Хорошо идти, спокойно —
Жив остался, невредим
Под огнем косым, трехслойным,
Под навесным и прямым…
Сколько раз в пути привычном,
У дорог, в пыли колонн,
Был рассеян он частично,
А частично истреблен!
Но войне отбой, однако,
И домой идет вояка.
Всё же с каждым переходом,
С каждым днем чем ближе к
Сторона, откуда родом,
Становилась больней.
— Мать-земля моя родная,
Сторона моя лесная,
Приднепровский отчий край,
Здравствуй, сына привечай!
Мать-земля моя родная,
Я твою изведал власть,
Как душа моя больная
Издали к тебе рвалась!
Я загнул такого крюку,
Я прошел такую даль,
Я видал такую муку,
И такую знал печаль.
Мать-земля моя родная,
Дымный дедовский большак,
Я про то не вспоминаю,
Не хвалюсь, а только так…
Я иду к тебе к востоку,
Я тот самый, не иной,
Ты взгляни, вздохни глубоко,
Встреться наново со мной…
Шел и думал — с полустанка
Про старушку мать, про дом,
Про тот вечер, про гулянку,
Где любовь узнает он.
И про то, что он достоин…
Что теперь понять должны…
Дело самое простое —
Человек идет с войны.
Человек идет с похода,
Видел Запад, знает много,
Он теперь желает жить,
Быть любимым и любить.
И, мечтая про вечорку,
Шел и думал человек:
Угостят друзья махоркой,
А он вытащит «Казбек».
И как будет папиросой
Угощать ребят вокруг,
Как на всякие вопросы
Отвечать не станет вдруг:
Как, мол, что? — Бывало всяко.
Трудно всё же? — Как когда.
Много раз ходил в атаку? —
Приходилось иногда.
А девчонки на вечорке
Позабудут про ребят,
Только слушают девчонки,
Как ремни на нем скрипят.
И как будет между ними
Та, заветная, одна…
Что ей скажет, как обнимет,
Как зардеется она…
Он не знал, какого цвета
Будут милые глаза,
Ни лица, ни как одета,
Ни какие волоса…
Но куда же сердцу деться
Молодому на пути?
Шел солдат домой, и сердце
Тихо, таяло в груди.
Вдруг сигнал за поворотом —
Показался грузовик,
Тромозит:
— Садись, пехота!
Знать, водитель — фронтовик.
— Далеко ль?
— В деревню Горки.
— Ну, порядок — по пути.
А ты чей?
— Василий Тёркин.
— А… А нет ли, брат, махорки?
— Есть, конечно, на, крути.
Едут, курят.
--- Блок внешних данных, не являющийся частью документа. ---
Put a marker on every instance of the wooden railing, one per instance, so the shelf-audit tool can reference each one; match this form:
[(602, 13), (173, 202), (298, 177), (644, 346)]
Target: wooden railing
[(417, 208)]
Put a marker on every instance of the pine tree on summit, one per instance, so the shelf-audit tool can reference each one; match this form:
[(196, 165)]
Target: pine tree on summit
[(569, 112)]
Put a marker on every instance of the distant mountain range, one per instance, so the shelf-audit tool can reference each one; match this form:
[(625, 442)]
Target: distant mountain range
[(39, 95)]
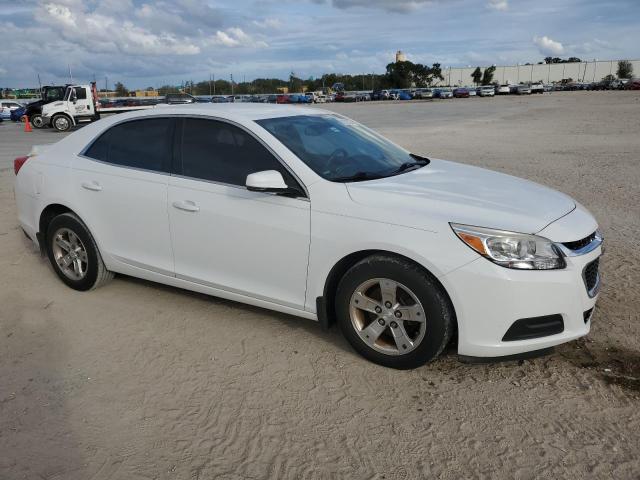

Гроб — дорога:
Грузовик то вверх, то вниз.
Оба стали понемногу
Разговаривать про жизнь…
— Я по чистой год как списан,
Ранен был… Варшаву брал…
Хоть и знал про жизнь из писем,
Но такой не ожидал.
За баранкой, как на фронте,
День и ночь… Как чорт устал…
Дотемна в колхозной роте
Вкалывает мал и стар.
То посев, а то уборка,
То копать какой-то ров,
То очередная гонка
В лес на заготовку дров…
Дети матери не видят,
Бабы мужа и детей,
И в каком бы не был виде,
Всё — давай! Давай! Скорей!
Укрупненным-то колхозам
Укрупнен поставок план…
Урожай везут обозы
На ссыппункты по ночам.
А получку — одну малость
Выдают на трудодень,
По весне в домах осталось
Только пыль, труха да тень.
Ну, а нам, что помоложе,
Так совсем не жизнь, а кнут!
Кто смелей, да кто, как может,
В города тайком бегут.
Ни одёжи, ни махорки,
Ни веселья, ни вечорки,
Ни девчат, ни то, чтоб что —
Дать на праздник грамм по сто!
Нет, товарищ мой хороший,
Не за то я воевал…
Соберусь и к чорту брошу!
Надоело… И устал…
Молча слушал Вася Тёркин,
Знал, что встретился в пути
Со своей судьбой, что горькой
Будет доля впереди…
И мечты, как дым махорки,
С болью таяли в груди.
И едва ль уже наш Тёркин,
Жизнью тёртый человек,
При девчонках на вечорках
Помышлял курить «Казбек».
Так ли нет — сказать — не знаю,
Только вдруг от мысли той
Сторона ему родная
Показалась сиротой.
Сиротинкой, что не видно,
На народе, на кругу…
Стало так ему обидно, —
Рассказать вам не могу.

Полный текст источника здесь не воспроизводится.